Blocking without specifying a network connect or read timeout is the most frequent reason we have seen. When we don't manually configure a timeout for each method call involving networking, it will have a potential blocking behavior by the underlying physical socket read/connect characteristic. While waiting infinitely for the response from the other side, the native OS networking layer probably throws an I/O exception. By default this behavior takes an unexpectedly long time (e.g., 240 seconds). Modern distributed systems need to factor in this situation (especially, Web Services invocations). Though we may set timeouts for well-known protocols via some system properties (e.g., sun.net.client.defaultConnectTimeout and sun.net.client.defaultReadTimeout), the newer version of JDK might provide a generic mechanism to explicitly configure each default timeout value for those whose methods call socket connect/read as a security policy file. For example, com.sun.jndi.ldap.read.timeout (http://java.sun.com/docs/books/tutorial/jndi/newstuff/readtimeout.html) wasn't available prior to JDK 6.0 for LDAP service provider read timeout. Otherwise, when the problematic code isn't under the control of end users, it usually needs to restart the application to temporarily reset the abnormal phenomenon propagated from the other side. In addition, we should take into account whether the service we called is idempotent while analyzing this kind of issue in the design phase because we don't know whether the service at the other end keeps executing when the thread has ended its invocation after a timeout (see Figure 4).

The unexpectedly long execution time of a SQL statement is a common condition that causes a stuck thread. In the thread dump we collected, we can see that the stuck thread was running a network socket read for a long time without changes and the thread's stack trace contains many JDBC driver classes. Under these conditions, we can also check the status of the database it connected with and set the query timeout for all application code using a JDBC statement setQueryTimeout method. (Most JDBC drivers support this feature but we'd have to read the JDBC driver's release note first.) According to the different nature of every SQL query, it would be better to segregate the programs that have a longer execution time in another thread pool and tune the database table with indices for faster access. We would also need to check whether the JDBC driver is certified with the connected database. A sub-issue is the accessed table locked by other processes so the threads for the JDBC query couldn't continue because of table locking.

Resource contention is an issue that's hard to find if we don't get the entire thread dump to analyze. Basically, it's an issue of producers and consumers. Any limited resources on the system (JDBC connections, socket connections, etc.) will impact this issue. The best thing to do is look at the thread dump, get the stuck thread name from the log, and find the bottleneck that's causing the stuck thread.

File descriptor leaking is an issue that causes this phenomenon (Note that a Unix socket implementation requires a file descriptor). So the JVM should have enough file descriptor numbers to host our applications. Generally, we can adjust the open file limit with the Unix shell 'ulimit' command for the current shell.
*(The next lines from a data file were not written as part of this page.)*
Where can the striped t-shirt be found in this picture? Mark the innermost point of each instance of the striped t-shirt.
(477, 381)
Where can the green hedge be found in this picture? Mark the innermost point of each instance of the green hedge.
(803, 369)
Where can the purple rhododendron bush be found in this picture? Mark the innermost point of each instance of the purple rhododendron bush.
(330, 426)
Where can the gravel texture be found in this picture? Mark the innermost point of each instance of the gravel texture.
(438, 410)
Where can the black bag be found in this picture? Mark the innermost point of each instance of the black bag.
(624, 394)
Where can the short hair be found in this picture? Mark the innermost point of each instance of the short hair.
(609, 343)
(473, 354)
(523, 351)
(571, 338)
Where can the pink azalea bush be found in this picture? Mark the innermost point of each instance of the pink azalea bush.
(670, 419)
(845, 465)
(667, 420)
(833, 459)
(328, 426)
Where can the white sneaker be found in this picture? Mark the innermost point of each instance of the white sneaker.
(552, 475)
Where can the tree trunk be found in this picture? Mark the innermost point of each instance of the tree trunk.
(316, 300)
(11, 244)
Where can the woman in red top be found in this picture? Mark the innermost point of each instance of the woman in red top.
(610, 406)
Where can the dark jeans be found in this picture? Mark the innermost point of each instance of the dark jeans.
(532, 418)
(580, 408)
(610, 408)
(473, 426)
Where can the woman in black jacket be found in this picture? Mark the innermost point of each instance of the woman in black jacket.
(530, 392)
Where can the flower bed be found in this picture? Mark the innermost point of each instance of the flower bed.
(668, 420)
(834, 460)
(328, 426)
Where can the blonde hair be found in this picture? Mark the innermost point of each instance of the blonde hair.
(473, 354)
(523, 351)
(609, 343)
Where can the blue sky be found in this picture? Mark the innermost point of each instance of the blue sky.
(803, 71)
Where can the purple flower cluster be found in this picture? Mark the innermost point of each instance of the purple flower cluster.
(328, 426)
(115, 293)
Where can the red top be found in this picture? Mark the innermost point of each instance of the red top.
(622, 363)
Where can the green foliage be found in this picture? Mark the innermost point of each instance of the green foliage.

And we can list the open files with the public domain 'lsof' tool. It's intensely interesting that many developers don't explicitly use the 'close()' method in the final block when an object inherently provides a 'close()' method and want JVM to release these unclosed objects when garbage is collected. We should keep firmly in mind that that act is bad without closing the system resource after use. A special case is when the socket connections in the application don't close properly while still being underdeployed and then the application begins to throw an IOException with a 'Too many open files' message after repeated application redeployment.